The thermal trajectory of artificial intelligence (AI) infrastructure is unsustainable. High-density AI clusters using next-generation GPUs and accelerators are pushing rack power densities beyond 100 kW. Traditional air cooling and direct-to-chip water loops are approaching their physical limits. Immersion cooling—submerging live IT hardware in nonconductive, dielectric fluid—has transitioned from a niche high-performance computing (HPC) application to a critical requirement for hyperscale data centers.

This fundamental shift in thermal management introduces profound operational risks. Total submersion means the primary defense against catastrophic hardware failure is now the chemical and physical stability of a fluid.

Independent, third-party laboratory validation is the only mechanism to mitigate these risks: Precise laboratory testing protocols are required to certify dielectric fluids for safe, long-term operation in AI data centers.

Classes of Immersion Coolants

Before testing, a fluid must be categorized under one of the two classes. Laboratory protocols differ depending on the physical mechanism of heat transfer.

  1. Single-Phase Technology: The fluid remains in a liquid state. It absorbs heat from the components and is circulated through a heat exchanger. Common chemistries include hydrocarbons (mineral oils, synthetic polyalphaolefins) and certain fluorocarbons.
  2. Two-Phase Technology: The fluid has a low boiling point. As components heat the fluid, it undergoes a phase change and boils, absorbing massive latent heat. The vapor rises, condenses on a coil, and precipitates back into the bath. These are typically engineered fluorinated fluids.

Critical Laboratory Testing Parameters for Coolants

Validating a cooling fluid requires quantifying its behavior under simulated, accelerated, and operational conditions. The key testing areas are defined below.

The domains of critical laboratory test protocols for validating immersion cooling fluids for AI infrastructure. Source: Google Gemini (2026)

1. Electrical Properties and Dielectric Strength

This is the most critical safety metric. A coolant must have extremely high electrical resistance to prevent short circuits. Continuous operation and thermal cycling can degrade this property.

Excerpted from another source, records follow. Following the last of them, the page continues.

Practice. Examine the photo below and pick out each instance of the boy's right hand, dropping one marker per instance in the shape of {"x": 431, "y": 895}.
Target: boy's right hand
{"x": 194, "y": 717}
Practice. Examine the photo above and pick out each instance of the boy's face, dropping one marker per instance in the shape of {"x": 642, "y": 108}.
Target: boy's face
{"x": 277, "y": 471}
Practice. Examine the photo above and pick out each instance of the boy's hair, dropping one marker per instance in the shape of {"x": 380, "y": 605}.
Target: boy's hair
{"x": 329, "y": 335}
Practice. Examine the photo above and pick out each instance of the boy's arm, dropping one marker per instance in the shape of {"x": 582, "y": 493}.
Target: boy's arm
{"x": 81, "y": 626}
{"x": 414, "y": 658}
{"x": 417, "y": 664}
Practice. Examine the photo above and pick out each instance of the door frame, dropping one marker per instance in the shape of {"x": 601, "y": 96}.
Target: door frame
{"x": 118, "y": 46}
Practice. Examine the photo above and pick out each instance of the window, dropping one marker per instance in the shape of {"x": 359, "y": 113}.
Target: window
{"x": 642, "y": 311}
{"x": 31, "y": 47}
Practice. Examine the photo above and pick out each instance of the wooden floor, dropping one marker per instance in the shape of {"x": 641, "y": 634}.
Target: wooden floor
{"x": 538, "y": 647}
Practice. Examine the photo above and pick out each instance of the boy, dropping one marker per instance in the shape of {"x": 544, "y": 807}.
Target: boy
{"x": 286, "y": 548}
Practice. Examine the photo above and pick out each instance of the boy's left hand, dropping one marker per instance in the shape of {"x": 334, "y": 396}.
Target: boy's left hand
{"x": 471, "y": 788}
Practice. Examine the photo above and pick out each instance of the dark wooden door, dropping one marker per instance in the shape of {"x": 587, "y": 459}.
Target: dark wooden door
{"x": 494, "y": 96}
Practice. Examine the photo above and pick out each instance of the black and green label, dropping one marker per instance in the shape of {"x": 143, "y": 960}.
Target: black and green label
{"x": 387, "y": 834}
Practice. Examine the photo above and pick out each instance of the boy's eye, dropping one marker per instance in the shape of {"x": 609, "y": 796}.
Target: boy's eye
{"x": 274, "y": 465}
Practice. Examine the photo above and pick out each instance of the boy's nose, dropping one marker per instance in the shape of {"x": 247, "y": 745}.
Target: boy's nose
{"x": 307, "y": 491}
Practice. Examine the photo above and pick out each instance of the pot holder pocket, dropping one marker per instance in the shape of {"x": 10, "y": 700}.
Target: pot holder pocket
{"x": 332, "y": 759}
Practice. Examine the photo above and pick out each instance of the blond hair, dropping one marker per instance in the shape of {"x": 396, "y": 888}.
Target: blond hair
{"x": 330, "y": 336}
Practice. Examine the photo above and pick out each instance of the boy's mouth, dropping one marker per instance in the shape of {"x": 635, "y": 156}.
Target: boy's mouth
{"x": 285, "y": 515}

  • Dielectric Breakdown Voltage (ASTM D1816/IEC 60156): This test determines the maximum voltage a fluid can withstand before electrical arcing occurs across a defined gap. Labs measure this on new fluids and, crucially, on aged samples to track degradation.
  • Volume Resistivity (ASTM D1169): This measures the fluid’s electrical resistance per unit volume. High resistivity ensures minimal leakage current.

2. Physical and Thermal Transport Properties

A fluid’s primary purpose is heat transfer. Laboratory testing must confirm that the fluid can move the specified thermal load away from the silicon.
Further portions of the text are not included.